Since 2018, Belgium’s biobank law has set a high bar for traceability and oversight. CMN now operates as a decentralized hub within Biobank Antwerp (UZA–UAntwerp): samples can be stored and processed locally at CMN, while legal/ethical compliance is centralized and consistent. Pre-approved consent language and agreement templates allow collaborations to move quickly, without cutting corners.
“Families don’t see the bureaucratic procedures, and they shouldn’t have to,” Julie says. “But reducing friction for researchers is part of honoring participants’ contribution and their wish to move the field forward. It’s important because it gets the science done.”

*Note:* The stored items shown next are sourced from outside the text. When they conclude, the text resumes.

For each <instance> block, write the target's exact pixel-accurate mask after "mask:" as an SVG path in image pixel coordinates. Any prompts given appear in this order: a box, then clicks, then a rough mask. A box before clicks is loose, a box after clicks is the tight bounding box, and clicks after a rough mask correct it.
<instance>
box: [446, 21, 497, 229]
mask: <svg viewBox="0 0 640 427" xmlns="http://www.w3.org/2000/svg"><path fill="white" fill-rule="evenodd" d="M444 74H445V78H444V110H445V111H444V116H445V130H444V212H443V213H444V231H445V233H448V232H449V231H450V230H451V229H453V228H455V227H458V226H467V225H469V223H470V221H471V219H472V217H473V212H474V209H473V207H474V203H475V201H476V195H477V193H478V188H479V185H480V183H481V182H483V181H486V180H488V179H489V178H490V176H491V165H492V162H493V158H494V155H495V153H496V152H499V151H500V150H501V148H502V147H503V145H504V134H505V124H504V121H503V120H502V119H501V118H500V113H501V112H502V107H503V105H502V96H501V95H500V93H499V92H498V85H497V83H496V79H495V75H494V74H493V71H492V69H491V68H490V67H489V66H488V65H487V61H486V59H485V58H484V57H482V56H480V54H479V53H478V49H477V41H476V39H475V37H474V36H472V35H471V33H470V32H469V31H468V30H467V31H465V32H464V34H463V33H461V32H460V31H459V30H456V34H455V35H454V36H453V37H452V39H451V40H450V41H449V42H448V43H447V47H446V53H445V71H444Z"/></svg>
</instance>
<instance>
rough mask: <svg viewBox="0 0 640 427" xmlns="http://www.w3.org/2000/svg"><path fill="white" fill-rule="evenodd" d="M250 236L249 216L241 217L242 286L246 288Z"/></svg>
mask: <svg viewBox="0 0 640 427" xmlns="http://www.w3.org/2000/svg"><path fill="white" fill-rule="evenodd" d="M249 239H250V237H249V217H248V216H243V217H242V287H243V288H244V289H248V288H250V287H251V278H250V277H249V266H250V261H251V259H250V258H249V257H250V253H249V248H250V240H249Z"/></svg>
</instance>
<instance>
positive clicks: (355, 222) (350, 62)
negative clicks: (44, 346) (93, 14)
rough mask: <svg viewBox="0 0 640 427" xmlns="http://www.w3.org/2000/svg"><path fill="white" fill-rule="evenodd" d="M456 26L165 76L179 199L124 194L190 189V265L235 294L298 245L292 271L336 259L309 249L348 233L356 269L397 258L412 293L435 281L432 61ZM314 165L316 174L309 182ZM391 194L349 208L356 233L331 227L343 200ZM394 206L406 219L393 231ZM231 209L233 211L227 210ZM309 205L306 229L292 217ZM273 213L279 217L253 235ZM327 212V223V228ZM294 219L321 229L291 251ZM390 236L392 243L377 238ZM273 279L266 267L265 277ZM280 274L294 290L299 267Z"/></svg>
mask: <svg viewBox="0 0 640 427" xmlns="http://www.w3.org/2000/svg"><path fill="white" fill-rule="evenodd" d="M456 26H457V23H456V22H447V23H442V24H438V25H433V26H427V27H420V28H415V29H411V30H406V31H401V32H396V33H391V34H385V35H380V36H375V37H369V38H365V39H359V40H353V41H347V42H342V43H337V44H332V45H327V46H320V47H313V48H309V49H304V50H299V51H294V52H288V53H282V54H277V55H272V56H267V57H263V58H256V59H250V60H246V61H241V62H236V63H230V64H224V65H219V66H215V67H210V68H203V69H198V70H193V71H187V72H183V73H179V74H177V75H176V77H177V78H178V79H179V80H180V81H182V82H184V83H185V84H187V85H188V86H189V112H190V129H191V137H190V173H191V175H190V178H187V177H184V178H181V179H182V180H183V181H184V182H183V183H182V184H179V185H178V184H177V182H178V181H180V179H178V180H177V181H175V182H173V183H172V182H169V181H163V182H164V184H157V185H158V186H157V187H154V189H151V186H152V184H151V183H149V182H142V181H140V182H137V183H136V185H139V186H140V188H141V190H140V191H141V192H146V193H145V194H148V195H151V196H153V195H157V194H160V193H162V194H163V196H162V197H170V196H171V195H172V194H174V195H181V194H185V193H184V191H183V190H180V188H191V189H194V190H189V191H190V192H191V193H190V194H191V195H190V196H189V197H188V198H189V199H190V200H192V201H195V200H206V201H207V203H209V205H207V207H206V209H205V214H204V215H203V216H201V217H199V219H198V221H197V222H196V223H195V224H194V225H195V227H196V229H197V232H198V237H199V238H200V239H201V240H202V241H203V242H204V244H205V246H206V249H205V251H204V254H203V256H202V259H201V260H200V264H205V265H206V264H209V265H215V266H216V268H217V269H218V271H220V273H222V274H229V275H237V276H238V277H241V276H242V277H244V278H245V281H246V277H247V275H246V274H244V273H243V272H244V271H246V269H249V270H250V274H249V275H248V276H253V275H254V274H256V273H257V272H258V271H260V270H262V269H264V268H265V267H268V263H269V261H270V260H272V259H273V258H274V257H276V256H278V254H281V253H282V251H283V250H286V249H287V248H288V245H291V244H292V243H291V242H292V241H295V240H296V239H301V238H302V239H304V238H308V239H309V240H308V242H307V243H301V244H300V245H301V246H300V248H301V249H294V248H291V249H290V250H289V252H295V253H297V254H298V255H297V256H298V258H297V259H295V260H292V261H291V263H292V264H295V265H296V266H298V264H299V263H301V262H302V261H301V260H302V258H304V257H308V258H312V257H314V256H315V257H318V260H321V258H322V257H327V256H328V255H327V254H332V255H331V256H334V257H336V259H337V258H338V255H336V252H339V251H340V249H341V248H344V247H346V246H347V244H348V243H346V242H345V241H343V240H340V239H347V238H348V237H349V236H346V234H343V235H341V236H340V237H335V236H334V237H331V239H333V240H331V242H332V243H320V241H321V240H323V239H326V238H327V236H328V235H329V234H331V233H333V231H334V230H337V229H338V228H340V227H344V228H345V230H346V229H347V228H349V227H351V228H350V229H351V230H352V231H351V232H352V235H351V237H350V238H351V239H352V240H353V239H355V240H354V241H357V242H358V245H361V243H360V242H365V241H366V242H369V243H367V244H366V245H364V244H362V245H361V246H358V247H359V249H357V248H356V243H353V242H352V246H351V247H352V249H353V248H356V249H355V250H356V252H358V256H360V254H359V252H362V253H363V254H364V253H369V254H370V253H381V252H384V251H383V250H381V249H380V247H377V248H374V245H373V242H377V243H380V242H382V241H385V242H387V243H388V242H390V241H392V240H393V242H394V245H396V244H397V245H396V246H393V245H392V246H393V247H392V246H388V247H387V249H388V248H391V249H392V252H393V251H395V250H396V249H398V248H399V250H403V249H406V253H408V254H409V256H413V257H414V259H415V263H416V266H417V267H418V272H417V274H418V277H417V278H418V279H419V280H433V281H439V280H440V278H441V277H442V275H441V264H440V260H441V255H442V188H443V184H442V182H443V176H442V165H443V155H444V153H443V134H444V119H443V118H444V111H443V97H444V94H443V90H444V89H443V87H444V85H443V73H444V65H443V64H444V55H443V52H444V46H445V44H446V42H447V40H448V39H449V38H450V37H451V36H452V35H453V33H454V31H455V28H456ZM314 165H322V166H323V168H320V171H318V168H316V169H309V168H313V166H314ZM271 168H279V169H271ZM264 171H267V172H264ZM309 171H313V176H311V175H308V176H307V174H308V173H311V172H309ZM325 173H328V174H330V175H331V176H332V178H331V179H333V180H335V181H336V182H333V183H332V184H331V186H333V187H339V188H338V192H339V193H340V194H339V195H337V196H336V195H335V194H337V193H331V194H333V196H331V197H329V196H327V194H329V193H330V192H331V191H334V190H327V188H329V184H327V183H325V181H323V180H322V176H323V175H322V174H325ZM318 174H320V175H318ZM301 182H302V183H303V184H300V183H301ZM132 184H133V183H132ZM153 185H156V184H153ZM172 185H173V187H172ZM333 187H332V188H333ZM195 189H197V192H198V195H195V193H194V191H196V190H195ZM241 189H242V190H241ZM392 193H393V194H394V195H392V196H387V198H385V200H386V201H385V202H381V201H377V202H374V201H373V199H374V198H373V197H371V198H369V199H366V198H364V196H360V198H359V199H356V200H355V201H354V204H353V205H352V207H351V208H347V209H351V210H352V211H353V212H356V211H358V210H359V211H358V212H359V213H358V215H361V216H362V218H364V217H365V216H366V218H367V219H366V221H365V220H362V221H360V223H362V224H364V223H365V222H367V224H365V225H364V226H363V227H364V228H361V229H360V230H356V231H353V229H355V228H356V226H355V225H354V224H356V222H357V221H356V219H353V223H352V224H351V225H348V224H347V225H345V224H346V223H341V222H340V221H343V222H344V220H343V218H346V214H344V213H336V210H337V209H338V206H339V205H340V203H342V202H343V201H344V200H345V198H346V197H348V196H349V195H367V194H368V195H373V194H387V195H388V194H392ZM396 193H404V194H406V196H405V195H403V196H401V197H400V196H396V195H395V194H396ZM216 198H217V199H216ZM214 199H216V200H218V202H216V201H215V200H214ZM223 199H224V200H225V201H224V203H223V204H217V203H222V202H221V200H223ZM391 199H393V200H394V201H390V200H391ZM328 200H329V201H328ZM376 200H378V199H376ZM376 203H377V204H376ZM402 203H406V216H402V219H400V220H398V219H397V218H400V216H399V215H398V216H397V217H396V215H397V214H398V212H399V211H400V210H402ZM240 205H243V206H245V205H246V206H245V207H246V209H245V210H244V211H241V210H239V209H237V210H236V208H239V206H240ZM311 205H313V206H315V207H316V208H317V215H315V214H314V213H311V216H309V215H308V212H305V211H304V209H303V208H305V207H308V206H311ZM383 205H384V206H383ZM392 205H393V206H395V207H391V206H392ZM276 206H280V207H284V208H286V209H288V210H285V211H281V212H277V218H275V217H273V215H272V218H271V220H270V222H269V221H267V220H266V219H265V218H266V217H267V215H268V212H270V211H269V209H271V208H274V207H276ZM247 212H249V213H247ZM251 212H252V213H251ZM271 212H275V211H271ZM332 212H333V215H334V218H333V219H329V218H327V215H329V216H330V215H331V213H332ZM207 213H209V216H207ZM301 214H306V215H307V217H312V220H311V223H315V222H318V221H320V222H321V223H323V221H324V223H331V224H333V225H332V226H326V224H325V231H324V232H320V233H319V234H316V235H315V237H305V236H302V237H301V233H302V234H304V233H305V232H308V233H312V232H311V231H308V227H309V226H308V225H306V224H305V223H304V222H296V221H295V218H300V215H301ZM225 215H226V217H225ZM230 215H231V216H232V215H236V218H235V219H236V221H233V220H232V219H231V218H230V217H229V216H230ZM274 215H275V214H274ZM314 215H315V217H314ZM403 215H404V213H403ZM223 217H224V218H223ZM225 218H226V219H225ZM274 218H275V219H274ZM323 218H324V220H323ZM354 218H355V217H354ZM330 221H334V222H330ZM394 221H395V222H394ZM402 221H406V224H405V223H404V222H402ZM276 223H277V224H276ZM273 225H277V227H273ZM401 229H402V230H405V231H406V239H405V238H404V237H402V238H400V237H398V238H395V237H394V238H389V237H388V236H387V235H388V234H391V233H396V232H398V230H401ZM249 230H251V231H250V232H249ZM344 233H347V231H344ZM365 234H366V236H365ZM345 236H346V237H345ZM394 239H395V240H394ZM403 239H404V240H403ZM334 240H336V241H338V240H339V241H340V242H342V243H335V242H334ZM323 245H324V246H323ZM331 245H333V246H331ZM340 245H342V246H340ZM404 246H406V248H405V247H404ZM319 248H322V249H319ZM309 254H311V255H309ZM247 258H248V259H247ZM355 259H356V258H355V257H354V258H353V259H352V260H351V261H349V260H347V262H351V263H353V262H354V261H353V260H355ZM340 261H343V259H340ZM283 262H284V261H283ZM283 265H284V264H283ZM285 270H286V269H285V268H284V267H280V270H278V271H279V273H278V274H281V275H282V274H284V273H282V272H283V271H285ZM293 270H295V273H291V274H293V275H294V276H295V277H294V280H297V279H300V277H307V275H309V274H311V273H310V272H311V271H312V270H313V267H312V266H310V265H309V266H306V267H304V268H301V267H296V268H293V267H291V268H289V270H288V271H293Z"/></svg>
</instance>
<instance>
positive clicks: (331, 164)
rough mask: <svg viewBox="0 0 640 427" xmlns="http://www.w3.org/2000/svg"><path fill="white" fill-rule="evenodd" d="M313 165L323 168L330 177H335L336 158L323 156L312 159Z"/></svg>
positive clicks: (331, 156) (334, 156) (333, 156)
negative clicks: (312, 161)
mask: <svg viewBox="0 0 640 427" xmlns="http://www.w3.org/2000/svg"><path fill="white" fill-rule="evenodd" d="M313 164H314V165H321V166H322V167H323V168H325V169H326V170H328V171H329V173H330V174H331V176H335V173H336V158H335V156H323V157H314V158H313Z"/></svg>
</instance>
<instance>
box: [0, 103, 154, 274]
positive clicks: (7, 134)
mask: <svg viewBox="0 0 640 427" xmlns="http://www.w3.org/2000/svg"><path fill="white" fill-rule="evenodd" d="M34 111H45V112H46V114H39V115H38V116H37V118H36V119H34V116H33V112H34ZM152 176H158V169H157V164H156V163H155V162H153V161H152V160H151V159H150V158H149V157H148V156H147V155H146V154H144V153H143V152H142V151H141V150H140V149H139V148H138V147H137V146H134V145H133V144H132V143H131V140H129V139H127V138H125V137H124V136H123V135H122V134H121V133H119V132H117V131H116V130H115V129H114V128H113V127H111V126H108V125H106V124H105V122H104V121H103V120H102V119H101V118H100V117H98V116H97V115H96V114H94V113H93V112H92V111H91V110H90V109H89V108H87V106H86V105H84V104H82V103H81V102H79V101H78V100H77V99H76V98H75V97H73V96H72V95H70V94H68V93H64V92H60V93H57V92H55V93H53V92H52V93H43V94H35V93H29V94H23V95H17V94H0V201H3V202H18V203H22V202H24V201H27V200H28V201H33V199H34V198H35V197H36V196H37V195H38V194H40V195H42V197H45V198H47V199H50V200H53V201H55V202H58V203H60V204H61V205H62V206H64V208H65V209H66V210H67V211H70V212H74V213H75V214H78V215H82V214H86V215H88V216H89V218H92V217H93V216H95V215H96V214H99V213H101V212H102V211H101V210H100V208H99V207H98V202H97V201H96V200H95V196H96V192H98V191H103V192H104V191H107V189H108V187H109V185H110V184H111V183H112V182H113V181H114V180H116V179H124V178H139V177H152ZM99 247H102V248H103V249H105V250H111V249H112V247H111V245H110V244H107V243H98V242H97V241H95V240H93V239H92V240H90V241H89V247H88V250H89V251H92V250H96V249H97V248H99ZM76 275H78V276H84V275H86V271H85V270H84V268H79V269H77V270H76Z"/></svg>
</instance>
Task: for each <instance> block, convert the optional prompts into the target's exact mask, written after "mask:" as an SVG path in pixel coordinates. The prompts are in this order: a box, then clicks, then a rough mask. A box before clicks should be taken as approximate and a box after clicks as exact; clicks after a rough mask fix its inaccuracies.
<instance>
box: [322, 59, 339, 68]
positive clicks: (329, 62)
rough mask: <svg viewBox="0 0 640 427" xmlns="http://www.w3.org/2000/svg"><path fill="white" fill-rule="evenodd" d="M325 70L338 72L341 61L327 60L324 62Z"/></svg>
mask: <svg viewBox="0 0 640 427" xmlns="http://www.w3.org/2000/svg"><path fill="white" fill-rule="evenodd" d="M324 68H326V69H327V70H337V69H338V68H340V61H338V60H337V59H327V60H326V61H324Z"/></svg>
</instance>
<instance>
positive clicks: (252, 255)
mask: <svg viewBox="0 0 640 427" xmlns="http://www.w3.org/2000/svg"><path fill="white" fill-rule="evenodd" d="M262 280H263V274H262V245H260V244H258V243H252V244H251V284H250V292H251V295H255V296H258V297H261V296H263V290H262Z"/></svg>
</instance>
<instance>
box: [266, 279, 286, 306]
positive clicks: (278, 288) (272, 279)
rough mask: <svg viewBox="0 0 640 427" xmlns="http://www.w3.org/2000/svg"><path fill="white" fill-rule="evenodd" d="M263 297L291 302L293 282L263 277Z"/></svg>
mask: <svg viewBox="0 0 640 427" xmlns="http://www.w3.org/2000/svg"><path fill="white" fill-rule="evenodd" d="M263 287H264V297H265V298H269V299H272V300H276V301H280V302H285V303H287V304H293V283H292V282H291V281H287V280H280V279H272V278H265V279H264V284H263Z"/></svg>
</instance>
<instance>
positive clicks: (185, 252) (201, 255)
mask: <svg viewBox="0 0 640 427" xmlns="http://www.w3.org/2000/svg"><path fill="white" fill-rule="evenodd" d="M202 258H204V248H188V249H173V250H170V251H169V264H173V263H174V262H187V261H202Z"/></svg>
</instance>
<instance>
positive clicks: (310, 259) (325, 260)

The same ethos now informs Banking the Brain, a Flemish effort led by VIB-CMN (Kristel Sleegers) and Biobank Antwerp to make well-consented, shareable collections the norm, so families’ contributions keep powering new studies.
Learn more about biobankingPeople first
CMN’s biobank today is bigger than any single disease. Longitudinal healthy-elderly cohorts sit alongside disease-focused collections in Alzheimer’s, FTD, ALS, Parkinson’s, epilepsy, and peripheral neuropathies.
Low-burden sampling opens doors for early biomarker work, variant-aware selection feeds iPSC and CRISPR models, while deep annotation supports both discovery and validation.
But the center of gravity hasn’t changed: people.
“Biobanking is science, regulation, and logistics,” Julie says. “But at heart, it’s a relationship between researchers and participants, across generations. Keep that relationship healthy, and the science will follow.”